Drugs and chemicals are often too large to enter and exit cells unassisted. Transporter proteins can be used as gates that regulate which chemicals leave cells. In fact, the ATP-binding cassette transporters (ABC) are members of a superfamily of transporters found in the plasma membrane. ABC transporters function as efflux pumps that remove chemicals from the cell. Our laboratory studies members of three families of efflux transporters: ABCB1 (Multidrug resistance protein 1, MDR1, P-glycoprotein), ABCC1-6 (Multidrug resistance-associated proteins, MRP), and ABCG2 (Breast cancer resistance protein, BCRP). These transporters are important in removing chemicals from the liver and kidneys and can protect against target organ toxicity. Similarly, these efflux pumps are expressed in the placenta and participate in maternal-fetal xenobiotic disposition, thereby protecting the developing fetus from toxicant exposure.

Dr. Aleksunes’ laboratory investigates how drug transporters in the liver, kidneys, brain, and placenta protect against the accumulation and toxicity of pharmaceuticals and environmental chemicals. Her studies aim to 1) characterize substrates and inhibitors for efflux transporters, 2) determine how genetic variants influence transporter function, and 3) understand the regulatory mechanisms that control expression of transporters. Dr. Aleksunes’ laboratory utilizes molecular biology, cell biology, in vivo transgenic animal, explant human tissue, biomarkers of toxicity, and pharmacokinetic approaches to study the interplay of drug transport and toxicology.

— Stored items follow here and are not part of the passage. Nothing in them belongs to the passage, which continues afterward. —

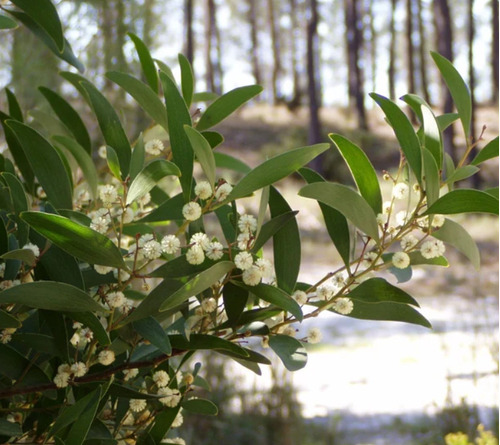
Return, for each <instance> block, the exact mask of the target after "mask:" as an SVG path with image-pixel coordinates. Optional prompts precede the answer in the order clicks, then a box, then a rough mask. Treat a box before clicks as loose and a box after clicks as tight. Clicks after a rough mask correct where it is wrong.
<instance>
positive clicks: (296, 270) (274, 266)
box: [261, 187, 301, 294]
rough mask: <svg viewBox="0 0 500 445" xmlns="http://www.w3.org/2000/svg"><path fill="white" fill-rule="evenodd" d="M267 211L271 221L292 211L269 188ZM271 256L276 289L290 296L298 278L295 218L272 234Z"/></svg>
mask: <svg viewBox="0 0 500 445" xmlns="http://www.w3.org/2000/svg"><path fill="white" fill-rule="evenodd" d="M269 209H270V210H271V217H272V218H273V219H274V218H276V217H278V216H280V215H283V214H288V213H290V212H291V210H292V209H291V208H290V206H289V205H288V203H287V202H286V201H285V199H284V198H283V197H282V196H281V195H280V193H279V192H278V191H277V190H276V189H275V188H274V187H271V189H270V193H269ZM261 232H262V231H261ZM273 254H274V271H275V272H276V281H277V283H278V287H279V288H280V289H283V290H284V291H285V292H287V293H288V294H290V293H292V292H293V290H294V288H295V283H296V282H297V277H298V276H299V270H300V259H301V242H300V232H299V226H298V224H297V220H296V218H295V217H293V218H292V219H290V221H288V222H287V223H286V224H284V225H283V227H281V228H280V229H279V230H277V231H276V233H275V234H274V236H273Z"/></svg>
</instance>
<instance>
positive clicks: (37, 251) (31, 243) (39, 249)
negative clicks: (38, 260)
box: [23, 243, 40, 257]
mask: <svg viewBox="0 0 500 445" xmlns="http://www.w3.org/2000/svg"><path fill="white" fill-rule="evenodd" d="M23 249H29V250H31V251H32V252H33V254H34V255H35V256H36V257H38V256H40V249H39V248H38V246H36V245H35V244H32V243H28V244H25V245H24V246H23Z"/></svg>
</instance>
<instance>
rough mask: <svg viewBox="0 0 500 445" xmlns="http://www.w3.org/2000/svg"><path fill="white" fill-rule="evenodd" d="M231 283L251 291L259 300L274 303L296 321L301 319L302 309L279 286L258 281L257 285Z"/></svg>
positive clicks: (287, 294) (288, 294) (241, 287)
mask: <svg viewBox="0 0 500 445" xmlns="http://www.w3.org/2000/svg"><path fill="white" fill-rule="evenodd" d="M233 283H234V284H236V285H237V286H239V287H241V288H242V289H245V290H247V291H248V292H251V293H252V294H254V295H255V296H257V297H258V298H260V299H261V300H264V301H267V302H268V303H271V304H274V305H276V306H278V307H279V308H281V309H283V310H285V311H286V312H290V314H292V315H293V316H294V317H295V318H296V319H297V320H298V321H302V319H303V315H302V309H301V308H300V306H299V304H298V303H297V302H296V301H295V300H294V299H293V298H292V297H290V295H289V294H287V293H286V292H285V291H283V290H281V289H280V288H278V287H274V286H271V285H269V284H264V283H260V284H258V285H257V286H247V285H245V284H243V283H241V282H238V281H233Z"/></svg>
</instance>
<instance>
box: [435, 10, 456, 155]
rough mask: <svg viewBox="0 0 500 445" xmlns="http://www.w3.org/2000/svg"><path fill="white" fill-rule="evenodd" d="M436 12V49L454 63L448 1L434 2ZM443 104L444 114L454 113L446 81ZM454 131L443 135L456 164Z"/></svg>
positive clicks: (443, 84) (452, 129)
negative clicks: (454, 140) (453, 62)
mask: <svg viewBox="0 0 500 445" xmlns="http://www.w3.org/2000/svg"><path fill="white" fill-rule="evenodd" d="M433 10H434V26H435V37H436V48H437V50H438V52H439V53H440V54H441V55H442V56H444V57H446V58H447V59H448V60H449V61H451V62H452V61H453V47H452V42H453V32H452V28H451V19H450V8H449V5H448V1H447V0H433ZM441 103H442V110H443V112H444V113H451V112H452V111H453V99H452V97H451V94H450V92H449V90H448V88H447V87H446V83H445V82H444V80H442V81H441ZM453 138H454V130H453V126H452V125H450V126H449V127H448V128H447V129H446V131H445V132H444V134H443V144H444V147H445V150H446V151H447V152H448V153H449V154H450V155H451V157H452V159H453V161H454V162H455V164H456V163H457V161H458V156H457V153H456V148H455V144H454V141H453Z"/></svg>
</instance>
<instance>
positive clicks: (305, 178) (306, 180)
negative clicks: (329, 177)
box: [299, 167, 351, 268]
mask: <svg viewBox="0 0 500 445" xmlns="http://www.w3.org/2000/svg"><path fill="white" fill-rule="evenodd" d="M299 173H300V174H301V176H302V177H303V178H304V179H305V180H306V182H307V183H308V184H312V183H315V182H325V179H324V178H323V177H322V176H321V175H320V174H319V173H317V172H315V171H314V170H311V169H310V168H307V167H304V168H301V169H300V170H299ZM318 204H319V207H320V209H321V213H322V214H323V218H324V220H325V225H326V230H327V232H328V235H329V236H330V239H331V240H332V241H333V244H334V246H335V248H336V249H337V251H338V252H339V254H340V257H341V258H342V261H343V262H344V264H345V265H346V267H347V268H349V263H350V249H351V247H350V244H351V240H350V233H349V225H348V223H347V219H346V217H345V216H344V215H342V213H340V212H339V211H338V210H335V209H334V208H332V207H330V206H327V205H326V204H323V203H322V202H318Z"/></svg>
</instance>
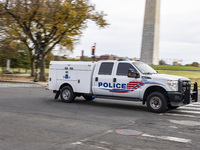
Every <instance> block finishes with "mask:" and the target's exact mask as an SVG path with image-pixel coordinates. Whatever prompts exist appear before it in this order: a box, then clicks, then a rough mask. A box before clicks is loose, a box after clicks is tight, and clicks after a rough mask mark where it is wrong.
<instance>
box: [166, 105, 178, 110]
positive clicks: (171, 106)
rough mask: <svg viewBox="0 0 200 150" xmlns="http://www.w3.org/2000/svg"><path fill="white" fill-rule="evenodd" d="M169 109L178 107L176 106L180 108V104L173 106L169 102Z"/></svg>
mask: <svg viewBox="0 0 200 150" xmlns="http://www.w3.org/2000/svg"><path fill="white" fill-rule="evenodd" d="M167 107H168V108H169V109H176V108H178V107H179V106H172V105H171V104H168V106H167Z"/></svg>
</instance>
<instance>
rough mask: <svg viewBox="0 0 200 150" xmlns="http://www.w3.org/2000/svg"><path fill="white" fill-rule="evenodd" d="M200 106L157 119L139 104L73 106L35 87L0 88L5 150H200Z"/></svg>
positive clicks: (183, 110) (196, 106)
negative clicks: (166, 149) (66, 103)
mask: <svg viewBox="0 0 200 150" xmlns="http://www.w3.org/2000/svg"><path fill="white" fill-rule="evenodd" d="M199 114H200V103H199V102H197V103H194V104H190V105H187V106H184V107H180V108H178V109H177V110H169V111H167V112H166V113H161V114H156V113H151V112H148V111H147V108H146V107H145V106H143V105H142V104H141V103H140V102H124V101H114V100H105V99H95V100H94V101H91V102H89V101H85V100H84V99H83V98H82V97H78V98H76V101H75V102H74V103H71V104H65V103H62V102H61V101H60V100H54V94H53V93H52V92H51V91H46V90H45V87H43V86H40V85H36V84H21V83H20V84H17V83H15V84H13V83H0V121H1V122H0V150H155V149H156V150H161V149H162V150H164V149H170V150H176V149H177V150H180V149H181V150H199V149H200V142H199V139H200V120H199V119H200V116H199Z"/></svg>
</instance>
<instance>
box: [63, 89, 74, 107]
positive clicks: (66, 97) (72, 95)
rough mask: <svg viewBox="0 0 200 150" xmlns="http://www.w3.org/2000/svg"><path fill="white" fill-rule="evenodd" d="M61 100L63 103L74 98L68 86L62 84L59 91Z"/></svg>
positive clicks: (71, 101) (72, 101) (70, 101)
mask: <svg viewBox="0 0 200 150" xmlns="http://www.w3.org/2000/svg"><path fill="white" fill-rule="evenodd" d="M60 97H61V100H62V101H63V102H65V103H71V102H73V101H74V99H75V94H74V92H73V89H72V88H71V87H70V86H64V87H63V88H62V89H61V92H60Z"/></svg>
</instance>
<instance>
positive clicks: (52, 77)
mask: <svg viewBox="0 0 200 150" xmlns="http://www.w3.org/2000/svg"><path fill="white" fill-rule="evenodd" d="M94 66H95V63H94V62H85V61H84V62H82V61H76V62H75V61H51V62H50V66H49V89H50V90H56V91H58V90H59V88H60V86H61V85H62V84H65V83H68V84H70V85H71V86H72V88H73V91H74V92H77V93H91V91H92V89H91V84H92V73H93V67H94Z"/></svg>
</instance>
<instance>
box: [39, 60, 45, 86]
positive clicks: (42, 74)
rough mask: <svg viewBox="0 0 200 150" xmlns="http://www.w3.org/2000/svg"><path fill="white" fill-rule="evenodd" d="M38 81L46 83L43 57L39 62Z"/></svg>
mask: <svg viewBox="0 0 200 150" xmlns="http://www.w3.org/2000/svg"><path fill="white" fill-rule="evenodd" d="M40 81H44V82H46V76H45V56H42V59H41V61H40Z"/></svg>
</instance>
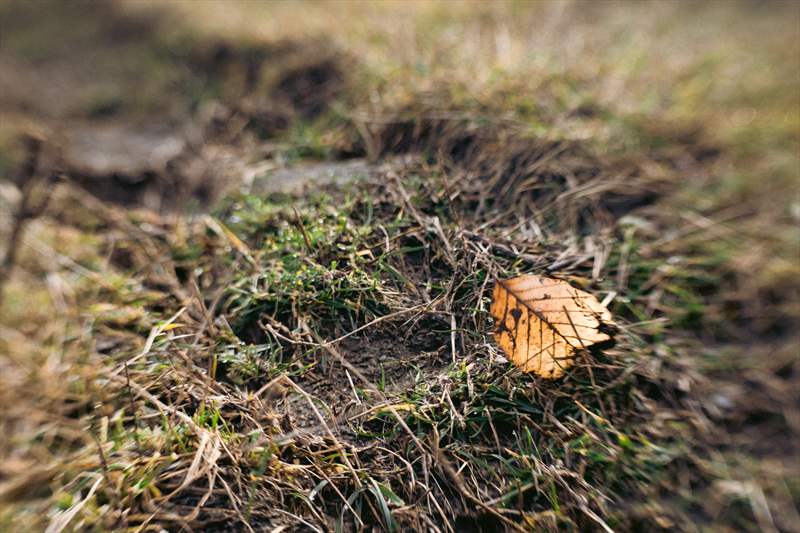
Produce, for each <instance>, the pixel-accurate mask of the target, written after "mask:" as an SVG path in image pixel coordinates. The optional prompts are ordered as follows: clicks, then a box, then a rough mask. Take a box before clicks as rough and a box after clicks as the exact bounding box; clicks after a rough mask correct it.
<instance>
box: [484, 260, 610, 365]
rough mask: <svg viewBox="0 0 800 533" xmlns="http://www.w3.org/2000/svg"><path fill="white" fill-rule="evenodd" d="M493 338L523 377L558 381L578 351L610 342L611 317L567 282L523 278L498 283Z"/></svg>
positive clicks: (527, 275)
mask: <svg viewBox="0 0 800 533" xmlns="http://www.w3.org/2000/svg"><path fill="white" fill-rule="evenodd" d="M491 314H492V317H494V320H495V330H494V338H495V341H497V344H498V345H500V348H502V349H503V351H504V352H506V354H508V356H509V358H510V359H511V360H512V361H513V362H514V364H516V365H517V366H518V367H519V368H520V369H522V371H523V372H532V373H534V374H536V375H538V376H542V377H545V378H551V379H555V378H558V377H561V376H562V375H563V374H564V371H565V370H566V369H567V368H569V367H570V366H572V364H573V363H574V362H575V352H576V351H577V350H579V349H581V348H587V347H589V346H591V345H593V344H596V343H598V342H604V341H607V340H610V339H611V337H610V336H609V334H608V333H607V331H608V330H607V328H604V327H603V326H604V325H611V324H612V322H611V313H609V311H608V309H606V308H605V307H603V305H601V304H600V302H599V301H598V300H597V298H595V297H594V296H593V295H591V294H589V293H588V292H585V291H582V290H580V289H576V288H574V287H572V286H571V285H570V284H569V283H567V282H566V281H563V280H558V279H553V278H546V277H542V276H535V275H524V276H519V277H516V278H513V279H509V280H504V281H501V280H498V281H497V283H495V287H494V293H493V295H492V308H491Z"/></svg>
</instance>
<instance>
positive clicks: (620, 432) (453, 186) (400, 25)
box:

Dr. Aleksunes and her laboratory are funded by NIH R01ES021800, R01ES029275, R01GM123330, and F31ES029794  Dr. Aleksunes is Principal Investigator for T32ES007148 and R25ES020721 and Intern Programs from the Society of Toxicology and the American Society for Pharmacology and Experimental Therapeutics. She also participates in U54TR002258 and U54AR055073.